Irgendwann im letzten Jahr sickerte der Termin durch - 29.05. - 05.06.2017 in Düsseldorf. Wow, die Tischtennis-Einzel-WM vor der Haustür. Erste Umfragen wurden gestartet und es gab Rückmeldungen. Nach einigem Hin und Her standen die WM-Fahrer und der genaue Termin fest - die letzten drei Turniertage - und Katha besorgte uns die Unterkünfte bei den NH-Hotels in Düsseldorf. Und dann ging die Reise am Samstag, 03.06.2017 endlich los ...

Mit von der Partie waren Marian, Max, Nina, Patrick, Roland, Rüdiger, Sebastian, Susanne und Sven.

Unsere Reisegruppe

Auf dem Bild fehlen Sebastian und Susanne (Fotografin)

Und gleich zu Beginn stand ein echtes Highlight aus deutscher Sicht an.

Patricia Solja stand mit ihrem Doppelpartner Fang Bo (China) im Mixed-Halbfinale. Leider reichte es trotz einer zwischenzeitlichen 3-1 Führung nicht für das Finale - aber es war die erste deutsche Mixed-Medaille seit 1971 bei einer WM. Was für ein toller Erfolg.

Anschliessend stand Ruven Filius im Achtelfinale der aktuellen Nr. 2 der Welt, dem 20-jährigen Fan Zhendong aus China, gegenüber.
Wer aber gedacht hatte, dass dieser ihm eine Lektion erteilen würde, wurde schnell eines Besseren belehrt. Einem knapp verlorenen 1. Satz folgte der Satzausgleich und auch der 5. Satz ging an den abwehrenden deutschen Vizemeister. Schliesslich musste er sich aber doch geschlagen geben -  der junge Chinese hatte sich das sicherlich leichter vorgestellt.

Es folgte der beeindruckende Auftritt des erst 13-jährigen Japaners Tomokazu Harimoto. Der hatte fast schon sensationell seinen Landsmann Jun Mizutani ausgeschaltet. Und das Achtelfinale war noch nicht das Ende seines Weges - dort stürmte er über den chancenlosen Tomas Konecny aus Tschechien ins Viertelfinale. Der junge Kerl ist in seine Heimat schon dermaßen in den Medien, dass selbst eine Autogrammstunde schon einmal live im TV übertragen wurde. In Japan wird er als die große Hoffnung für Olympia 2020 gehandelt.
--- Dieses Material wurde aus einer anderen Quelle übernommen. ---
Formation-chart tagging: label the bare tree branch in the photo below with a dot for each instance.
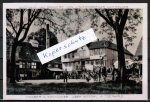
(108, 15)
(103, 17)
(124, 19)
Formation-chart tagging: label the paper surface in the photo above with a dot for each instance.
(67, 46)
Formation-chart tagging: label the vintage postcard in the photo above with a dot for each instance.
(75, 51)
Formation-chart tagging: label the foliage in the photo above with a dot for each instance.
(40, 36)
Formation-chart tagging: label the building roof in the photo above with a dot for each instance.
(55, 69)
(139, 49)
(109, 45)
(27, 52)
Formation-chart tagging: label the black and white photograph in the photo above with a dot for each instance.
(111, 67)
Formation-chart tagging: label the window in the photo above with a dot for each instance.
(69, 64)
(96, 51)
(100, 51)
(92, 52)
(28, 65)
(72, 55)
(56, 65)
(96, 62)
(22, 65)
(112, 51)
(87, 62)
(49, 65)
(65, 56)
(66, 64)
(33, 65)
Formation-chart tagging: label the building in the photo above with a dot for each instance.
(99, 53)
(138, 53)
(27, 63)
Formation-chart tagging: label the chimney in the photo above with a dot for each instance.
(47, 36)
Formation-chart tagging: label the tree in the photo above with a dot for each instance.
(19, 20)
(40, 36)
(122, 22)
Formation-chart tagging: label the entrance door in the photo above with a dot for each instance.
(83, 63)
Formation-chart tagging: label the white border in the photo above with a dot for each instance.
(143, 96)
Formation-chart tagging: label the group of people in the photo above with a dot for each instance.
(97, 74)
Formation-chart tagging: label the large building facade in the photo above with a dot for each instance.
(99, 53)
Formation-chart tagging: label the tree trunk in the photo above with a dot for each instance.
(121, 58)
(13, 63)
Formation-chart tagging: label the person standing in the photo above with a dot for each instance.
(65, 75)
(104, 74)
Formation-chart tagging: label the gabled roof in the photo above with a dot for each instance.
(109, 45)
(27, 52)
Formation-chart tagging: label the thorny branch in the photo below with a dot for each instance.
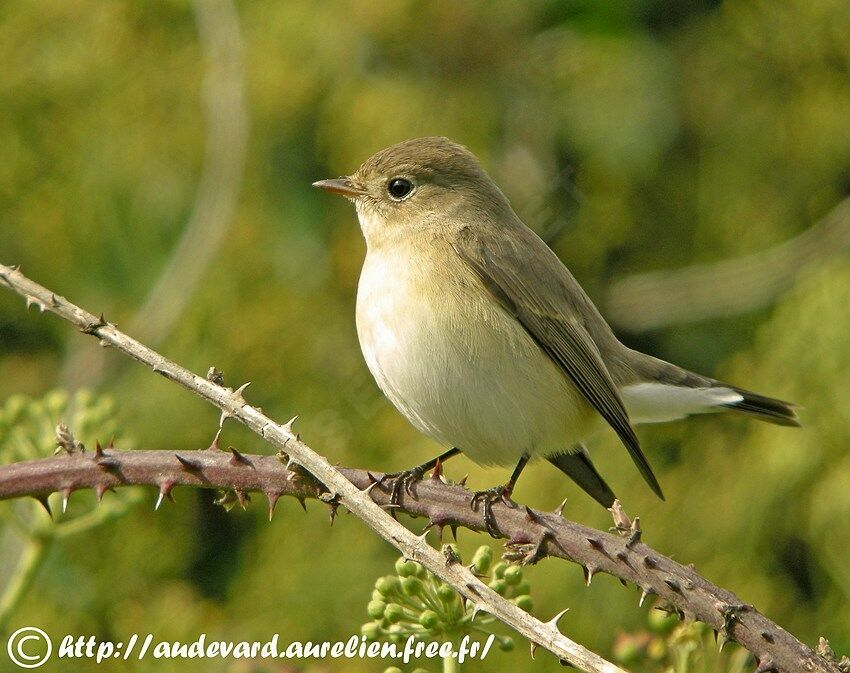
(532, 535)
(337, 490)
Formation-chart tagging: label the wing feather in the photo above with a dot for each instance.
(532, 284)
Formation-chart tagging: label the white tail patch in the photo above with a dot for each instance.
(660, 402)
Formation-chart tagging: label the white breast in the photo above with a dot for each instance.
(458, 367)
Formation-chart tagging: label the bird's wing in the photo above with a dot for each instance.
(576, 464)
(532, 284)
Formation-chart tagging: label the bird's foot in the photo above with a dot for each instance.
(486, 499)
(405, 479)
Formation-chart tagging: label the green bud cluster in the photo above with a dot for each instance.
(667, 644)
(28, 424)
(413, 602)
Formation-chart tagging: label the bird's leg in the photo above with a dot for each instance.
(491, 495)
(406, 478)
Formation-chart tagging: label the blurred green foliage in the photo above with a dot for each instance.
(647, 134)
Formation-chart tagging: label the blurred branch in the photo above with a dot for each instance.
(336, 488)
(532, 535)
(733, 286)
(215, 202)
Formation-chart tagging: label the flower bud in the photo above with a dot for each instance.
(372, 630)
(405, 568)
(523, 602)
(446, 593)
(506, 644)
(387, 585)
(411, 586)
(499, 586)
(513, 575)
(393, 612)
(375, 609)
(429, 619)
(482, 560)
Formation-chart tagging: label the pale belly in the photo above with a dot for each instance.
(462, 370)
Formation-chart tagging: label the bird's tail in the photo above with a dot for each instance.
(765, 408)
(664, 392)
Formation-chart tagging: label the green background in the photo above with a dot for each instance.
(639, 135)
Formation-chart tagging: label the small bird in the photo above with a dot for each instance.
(485, 342)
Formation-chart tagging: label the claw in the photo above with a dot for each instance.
(486, 499)
(405, 479)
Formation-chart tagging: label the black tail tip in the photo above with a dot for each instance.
(767, 409)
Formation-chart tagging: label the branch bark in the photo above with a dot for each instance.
(531, 535)
(339, 489)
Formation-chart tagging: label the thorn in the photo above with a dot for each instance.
(164, 492)
(107, 465)
(673, 583)
(273, 497)
(644, 592)
(332, 501)
(824, 651)
(531, 515)
(595, 543)
(634, 533)
(766, 665)
(99, 490)
(450, 555)
(33, 301)
(238, 392)
(288, 425)
(44, 503)
(554, 621)
(237, 458)
(559, 510)
(215, 445)
(66, 442)
(93, 327)
(187, 464)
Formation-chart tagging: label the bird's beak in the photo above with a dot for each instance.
(342, 186)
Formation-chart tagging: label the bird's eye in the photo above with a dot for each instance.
(399, 188)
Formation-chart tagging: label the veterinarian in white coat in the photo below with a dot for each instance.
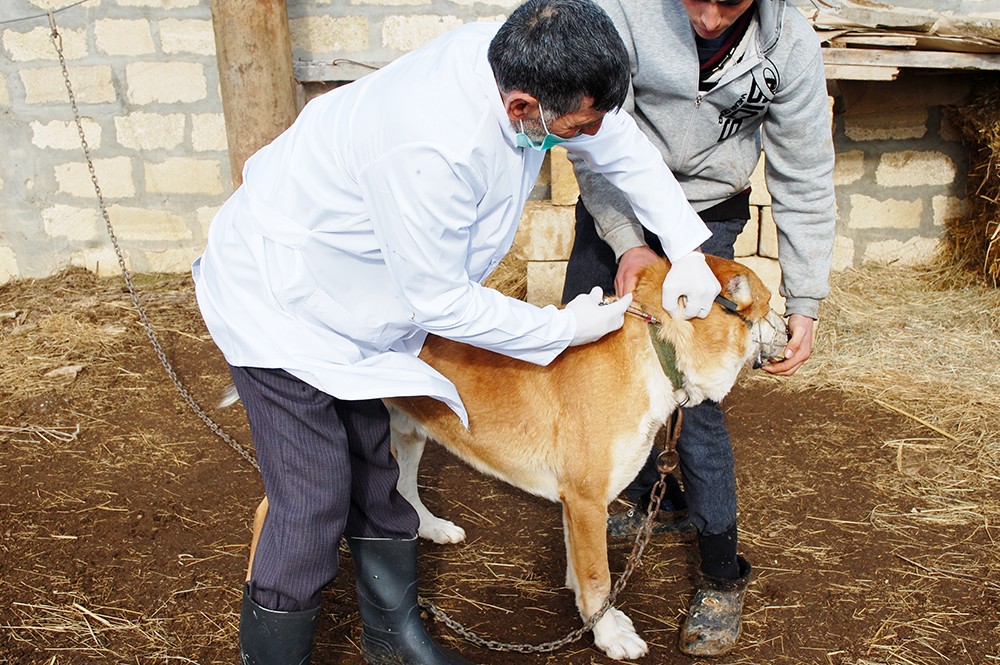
(368, 224)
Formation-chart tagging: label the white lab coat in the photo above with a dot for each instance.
(374, 218)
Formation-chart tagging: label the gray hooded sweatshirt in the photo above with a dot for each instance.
(712, 140)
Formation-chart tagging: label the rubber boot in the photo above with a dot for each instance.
(386, 574)
(713, 623)
(269, 637)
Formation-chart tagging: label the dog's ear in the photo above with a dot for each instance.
(737, 288)
(741, 285)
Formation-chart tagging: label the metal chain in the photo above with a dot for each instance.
(638, 547)
(143, 319)
(665, 463)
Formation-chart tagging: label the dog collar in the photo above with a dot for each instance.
(667, 355)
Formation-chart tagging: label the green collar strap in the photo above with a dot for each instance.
(667, 355)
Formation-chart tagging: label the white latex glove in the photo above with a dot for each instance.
(690, 278)
(594, 320)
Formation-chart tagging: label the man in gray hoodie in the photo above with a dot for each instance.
(712, 82)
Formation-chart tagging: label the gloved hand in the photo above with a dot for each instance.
(690, 278)
(594, 320)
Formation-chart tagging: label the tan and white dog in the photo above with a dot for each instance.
(578, 430)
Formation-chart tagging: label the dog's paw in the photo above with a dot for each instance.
(615, 635)
(440, 531)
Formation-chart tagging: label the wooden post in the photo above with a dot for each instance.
(254, 53)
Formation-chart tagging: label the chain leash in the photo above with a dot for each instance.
(666, 462)
(642, 538)
(143, 319)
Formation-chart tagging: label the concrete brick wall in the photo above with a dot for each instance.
(144, 77)
(144, 74)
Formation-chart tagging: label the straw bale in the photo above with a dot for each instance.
(973, 240)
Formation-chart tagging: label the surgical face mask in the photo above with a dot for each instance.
(522, 140)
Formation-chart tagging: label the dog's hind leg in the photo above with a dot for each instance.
(587, 574)
(408, 440)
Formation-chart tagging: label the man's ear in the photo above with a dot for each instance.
(520, 105)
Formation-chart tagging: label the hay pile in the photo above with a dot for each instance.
(973, 241)
(924, 342)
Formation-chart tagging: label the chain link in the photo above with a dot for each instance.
(143, 319)
(638, 547)
(666, 462)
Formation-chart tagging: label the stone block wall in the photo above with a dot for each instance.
(145, 78)
(900, 174)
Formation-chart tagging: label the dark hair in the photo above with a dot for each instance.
(560, 51)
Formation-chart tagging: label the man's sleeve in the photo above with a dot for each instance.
(798, 145)
(624, 158)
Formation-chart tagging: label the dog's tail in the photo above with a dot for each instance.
(229, 396)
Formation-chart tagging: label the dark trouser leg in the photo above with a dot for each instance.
(321, 458)
(326, 463)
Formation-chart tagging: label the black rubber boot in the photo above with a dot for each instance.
(394, 634)
(713, 623)
(268, 637)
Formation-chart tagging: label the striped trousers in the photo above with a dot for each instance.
(328, 471)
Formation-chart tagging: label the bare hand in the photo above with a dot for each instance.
(629, 266)
(802, 331)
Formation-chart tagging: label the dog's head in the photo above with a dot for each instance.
(741, 329)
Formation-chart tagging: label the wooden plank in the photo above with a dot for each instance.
(910, 59)
(860, 73)
(254, 52)
(308, 71)
(882, 41)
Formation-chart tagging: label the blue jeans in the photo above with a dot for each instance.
(704, 447)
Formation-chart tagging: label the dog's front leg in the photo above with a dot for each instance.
(587, 574)
(408, 441)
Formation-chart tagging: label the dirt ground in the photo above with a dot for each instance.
(125, 522)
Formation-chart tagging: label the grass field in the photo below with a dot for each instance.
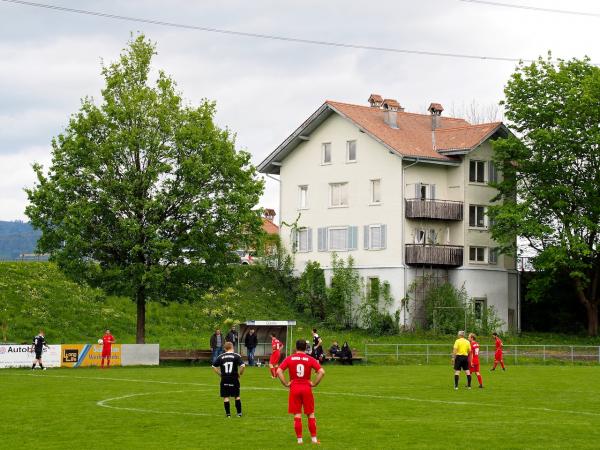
(373, 407)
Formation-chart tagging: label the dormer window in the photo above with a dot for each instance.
(351, 151)
(326, 153)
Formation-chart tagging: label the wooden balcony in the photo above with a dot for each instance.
(433, 209)
(434, 255)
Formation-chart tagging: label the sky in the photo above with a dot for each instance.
(264, 89)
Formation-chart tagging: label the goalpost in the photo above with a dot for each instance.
(435, 311)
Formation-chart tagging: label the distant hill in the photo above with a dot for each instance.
(17, 238)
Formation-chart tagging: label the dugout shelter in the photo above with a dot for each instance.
(283, 329)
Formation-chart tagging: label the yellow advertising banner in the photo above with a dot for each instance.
(84, 355)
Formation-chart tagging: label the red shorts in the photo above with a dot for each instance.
(301, 397)
(275, 357)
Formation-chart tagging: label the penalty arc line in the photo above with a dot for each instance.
(104, 404)
(351, 394)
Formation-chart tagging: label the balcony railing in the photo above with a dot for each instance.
(417, 208)
(434, 255)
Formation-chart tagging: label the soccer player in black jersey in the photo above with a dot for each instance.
(226, 366)
(39, 342)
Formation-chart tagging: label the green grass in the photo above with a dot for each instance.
(357, 407)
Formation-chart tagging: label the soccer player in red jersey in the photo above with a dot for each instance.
(498, 354)
(276, 346)
(107, 342)
(474, 358)
(300, 367)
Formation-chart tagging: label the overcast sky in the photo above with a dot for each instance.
(264, 88)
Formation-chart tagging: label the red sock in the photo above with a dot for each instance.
(298, 426)
(312, 426)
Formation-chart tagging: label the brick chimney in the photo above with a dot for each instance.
(269, 214)
(435, 109)
(390, 112)
(375, 100)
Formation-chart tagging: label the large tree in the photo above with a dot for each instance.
(551, 185)
(145, 195)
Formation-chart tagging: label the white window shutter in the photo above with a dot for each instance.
(352, 238)
(322, 239)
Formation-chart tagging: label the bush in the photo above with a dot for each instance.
(312, 292)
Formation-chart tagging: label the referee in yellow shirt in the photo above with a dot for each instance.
(460, 357)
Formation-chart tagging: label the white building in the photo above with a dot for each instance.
(405, 194)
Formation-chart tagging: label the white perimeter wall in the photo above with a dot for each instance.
(139, 354)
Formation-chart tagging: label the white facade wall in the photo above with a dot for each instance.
(304, 167)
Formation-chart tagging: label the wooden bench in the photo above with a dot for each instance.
(185, 355)
(355, 357)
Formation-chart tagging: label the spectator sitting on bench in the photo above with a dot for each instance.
(334, 349)
(345, 354)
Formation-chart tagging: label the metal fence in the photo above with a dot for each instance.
(513, 354)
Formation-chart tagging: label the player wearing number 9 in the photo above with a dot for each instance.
(300, 367)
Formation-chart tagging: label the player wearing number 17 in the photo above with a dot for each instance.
(226, 366)
(300, 366)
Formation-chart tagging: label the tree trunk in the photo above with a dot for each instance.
(592, 313)
(140, 298)
(591, 308)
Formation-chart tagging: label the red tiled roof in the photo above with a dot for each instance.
(376, 98)
(413, 137)
(269, 227)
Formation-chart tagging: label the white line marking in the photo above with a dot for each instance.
(346, 394)
(104, 404)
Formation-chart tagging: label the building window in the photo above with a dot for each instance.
(338, 239)
(302, 197)
(373, 289)
(375, 191)
(477, 171)
(477, 216)
(493, 256)
(351, 151)
(477, 254)
(479, 306)
(303, 240)
(424, 191)
(420, 236)
(493, 173)
(326, 153)
(338, 194)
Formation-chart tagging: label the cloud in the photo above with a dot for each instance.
(264, 88)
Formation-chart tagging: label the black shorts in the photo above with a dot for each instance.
(230, 388)
(461, 362)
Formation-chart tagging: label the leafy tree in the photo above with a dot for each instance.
(373, 310)
(312, 295)
(551, 184)
(145, 195)
(345, 287)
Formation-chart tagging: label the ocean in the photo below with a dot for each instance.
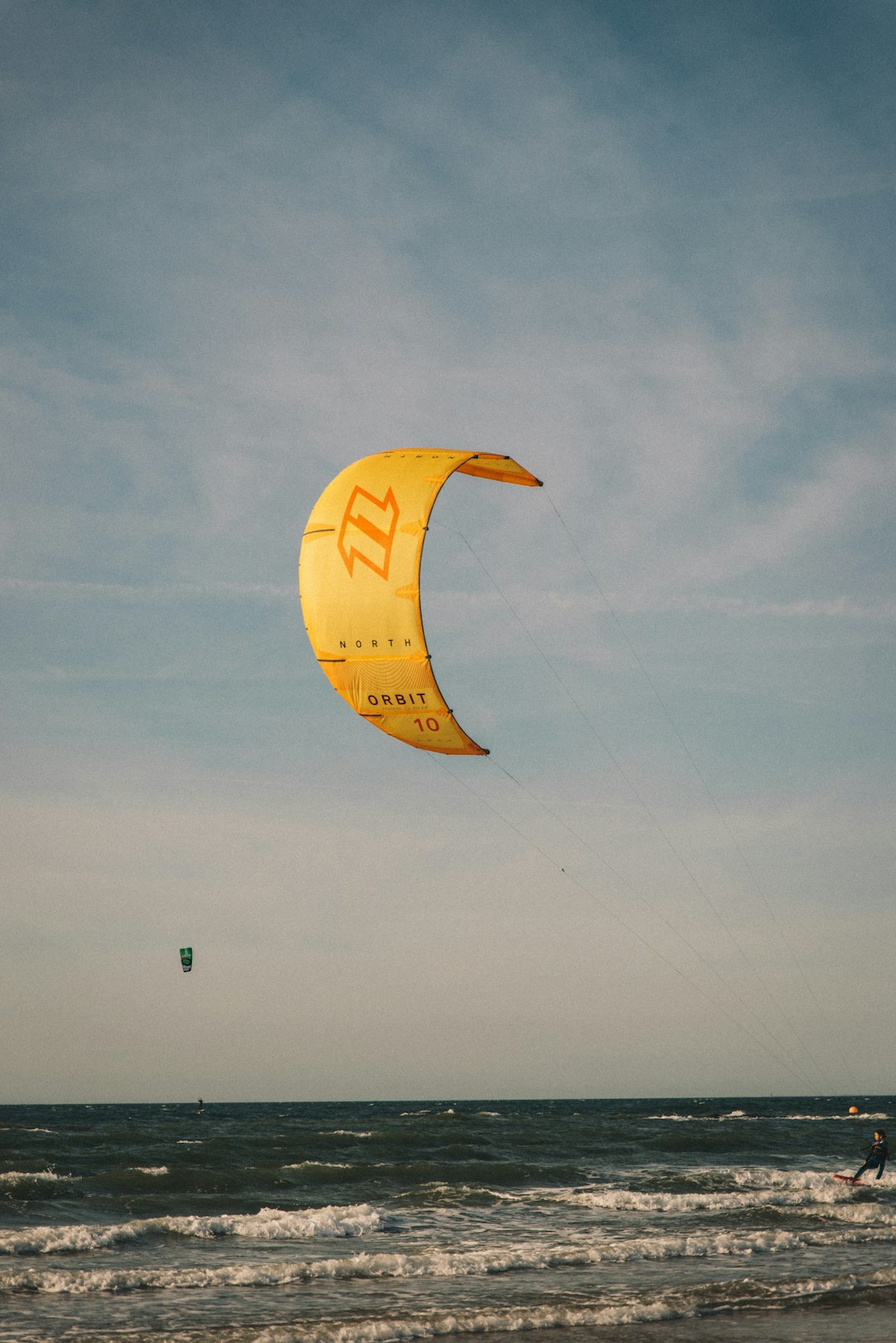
(644, 1221)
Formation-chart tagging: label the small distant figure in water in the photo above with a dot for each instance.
(878, 1154)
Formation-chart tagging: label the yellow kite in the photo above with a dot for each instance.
(359, 578)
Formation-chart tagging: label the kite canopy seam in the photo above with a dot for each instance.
(359, 584)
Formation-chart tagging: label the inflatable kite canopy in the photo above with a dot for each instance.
(359, 578)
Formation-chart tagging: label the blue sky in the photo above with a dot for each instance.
(645, 249)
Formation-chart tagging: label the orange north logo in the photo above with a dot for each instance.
(368, 530)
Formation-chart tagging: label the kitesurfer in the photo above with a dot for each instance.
(876, 1158)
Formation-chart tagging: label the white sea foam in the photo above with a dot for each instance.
(665, 1306)
(438, 1264)
(12, 1178)
(757, 1186)
(740, 1114)
(270, 1223)
(336, 1166)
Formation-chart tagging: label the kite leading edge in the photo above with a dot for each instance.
(360, 588)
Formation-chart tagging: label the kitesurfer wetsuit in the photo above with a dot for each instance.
(878, 1154)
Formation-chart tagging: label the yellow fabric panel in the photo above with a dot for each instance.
(359, 584)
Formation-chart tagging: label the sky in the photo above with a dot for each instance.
(646, 250)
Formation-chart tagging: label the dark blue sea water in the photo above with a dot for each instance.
(709, 1219)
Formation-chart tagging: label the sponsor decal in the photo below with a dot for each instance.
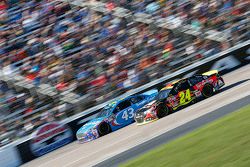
(49, 137)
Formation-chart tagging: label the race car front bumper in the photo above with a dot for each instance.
(142, 118)
(87, 137)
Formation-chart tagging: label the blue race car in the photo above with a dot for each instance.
(114, 116)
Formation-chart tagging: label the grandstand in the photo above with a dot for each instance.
(55, 54)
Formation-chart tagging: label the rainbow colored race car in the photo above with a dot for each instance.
(114, 116)
(179, 94)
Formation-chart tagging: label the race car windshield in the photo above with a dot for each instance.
(163, 94)
(104, 112)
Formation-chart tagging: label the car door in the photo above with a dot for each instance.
(185, 95)
(124, 113)
(196, 84)
(138, 101)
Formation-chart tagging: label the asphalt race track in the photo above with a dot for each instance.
(173, 134)
(107, 150)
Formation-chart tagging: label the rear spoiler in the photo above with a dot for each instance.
(212, 72)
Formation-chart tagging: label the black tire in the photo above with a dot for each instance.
(104, 129)
(208, 91)
(162, 111)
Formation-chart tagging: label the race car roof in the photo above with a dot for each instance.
(171, 85)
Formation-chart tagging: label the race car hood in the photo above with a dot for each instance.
(149, 104)
(152, 92)
(89, 125)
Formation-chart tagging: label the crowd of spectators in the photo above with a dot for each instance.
(87, 52)
(21, 113)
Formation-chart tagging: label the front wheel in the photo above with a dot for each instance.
(207, 91)
(104, 129)
(162, 111)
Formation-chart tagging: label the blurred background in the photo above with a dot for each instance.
(93, 51)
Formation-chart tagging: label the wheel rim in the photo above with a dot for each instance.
(163, 112)
(104, 129)
(208, 91)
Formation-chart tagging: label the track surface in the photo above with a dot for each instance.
(174, 133)
(89, 154)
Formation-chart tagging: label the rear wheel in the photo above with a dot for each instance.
(207, 91)
(162, 111)
(104, 129)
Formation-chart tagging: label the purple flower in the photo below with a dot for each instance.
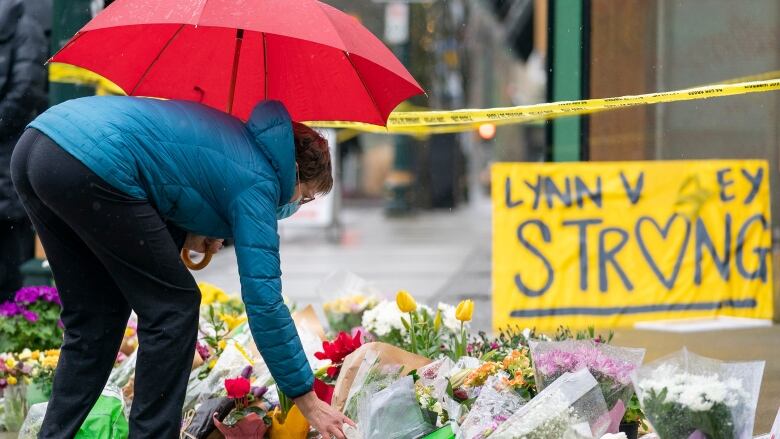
(30, 316)
(10, 309)
(28, 295)
(203, 351)
(557, 361)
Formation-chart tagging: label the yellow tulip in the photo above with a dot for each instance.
(405, 301)
(209, 293)
(464, 311)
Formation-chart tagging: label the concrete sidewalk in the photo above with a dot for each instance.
(442, 255)
(446, 256)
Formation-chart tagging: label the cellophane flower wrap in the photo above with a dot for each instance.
(229, 364)
(571, 407)
(686, 395)
(611, 366)
(497, 401)
(347, 297)
(392, 413)
(432, 392)
(371, 378)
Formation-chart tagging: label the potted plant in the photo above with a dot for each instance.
(287, 421)
(633, 419)
(248, 419)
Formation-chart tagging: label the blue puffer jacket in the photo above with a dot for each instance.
(210, 174)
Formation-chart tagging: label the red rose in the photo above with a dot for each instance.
(337, 350)
(237, 387)
(323, 391)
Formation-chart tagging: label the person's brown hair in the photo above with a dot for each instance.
(313, 158)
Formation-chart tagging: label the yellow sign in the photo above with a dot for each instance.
(611, 244)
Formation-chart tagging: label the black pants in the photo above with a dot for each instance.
(109, 253)
(16, 247)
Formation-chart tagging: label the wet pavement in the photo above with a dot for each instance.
(445, 256)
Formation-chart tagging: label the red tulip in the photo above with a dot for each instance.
(339, 348)
(237, 387)
(323, 391)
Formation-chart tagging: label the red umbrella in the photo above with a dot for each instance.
(230, 54)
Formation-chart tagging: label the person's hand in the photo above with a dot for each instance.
(324, 418)
(200, 244)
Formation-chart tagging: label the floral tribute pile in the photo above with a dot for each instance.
(402, 369)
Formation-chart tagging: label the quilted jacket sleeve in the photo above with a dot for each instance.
(257, 251)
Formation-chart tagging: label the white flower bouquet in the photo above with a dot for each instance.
(686, 395)
(570, 407)
(495, 404)
(347, 297)
(611, 366)
(393, 413)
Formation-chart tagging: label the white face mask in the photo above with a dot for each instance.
(288, 210)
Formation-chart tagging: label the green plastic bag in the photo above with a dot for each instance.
(442, 433)
(106, 420)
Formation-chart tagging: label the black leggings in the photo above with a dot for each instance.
(109, 252)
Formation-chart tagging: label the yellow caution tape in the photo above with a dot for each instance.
(411, 121)
(423, 123)
(70, 74)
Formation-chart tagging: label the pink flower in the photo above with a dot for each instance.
(337, 350)
(237, 388)
(203, 351)
(10, 309)
(29, 295)
(30, 316)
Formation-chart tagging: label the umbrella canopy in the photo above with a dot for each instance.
(230, 54)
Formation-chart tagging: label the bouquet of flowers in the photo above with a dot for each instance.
(346, 312)
(335, 352)
(515, 367)
(571, 407)
(248, 419)
(371, 378)
(392, 413)
(687, 395)
(611, 366)
(31, 320)
(495, 404)
(349, 297)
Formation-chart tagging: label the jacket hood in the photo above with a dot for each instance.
(11, 12)
(271, 126)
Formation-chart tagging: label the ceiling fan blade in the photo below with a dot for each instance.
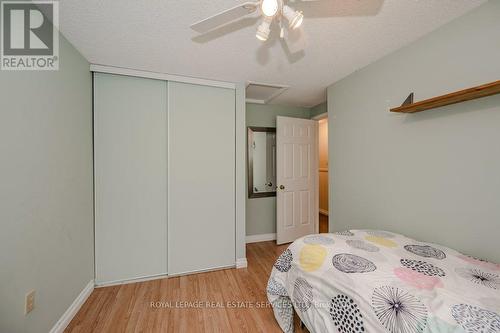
(225, 17)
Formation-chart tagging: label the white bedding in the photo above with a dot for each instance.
(376, 281)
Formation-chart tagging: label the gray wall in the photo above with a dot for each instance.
(319, 109)
(434, 175)
(261, 212)
(46, 242)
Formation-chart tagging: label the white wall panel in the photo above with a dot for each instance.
(130, 130)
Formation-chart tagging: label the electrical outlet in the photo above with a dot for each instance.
(30, 302)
Dann aber kam Boll - Timo Boll. Allein schon seine Vorstellung brachte die Halle, die mit 8.000 Zuschauern bis auf den letzten Platz gefüllt war, zum Beben. Das war für seinen Gegner Marcos Freitas aber kein Grund, sich einfach überrollen zu lassen. Timo musste richtig kämpfen um im Turnier zu bleiben. Aber am Ende hatte er es nach 5 Sätzen geschafft und hatte das Viertelfinale erreicht.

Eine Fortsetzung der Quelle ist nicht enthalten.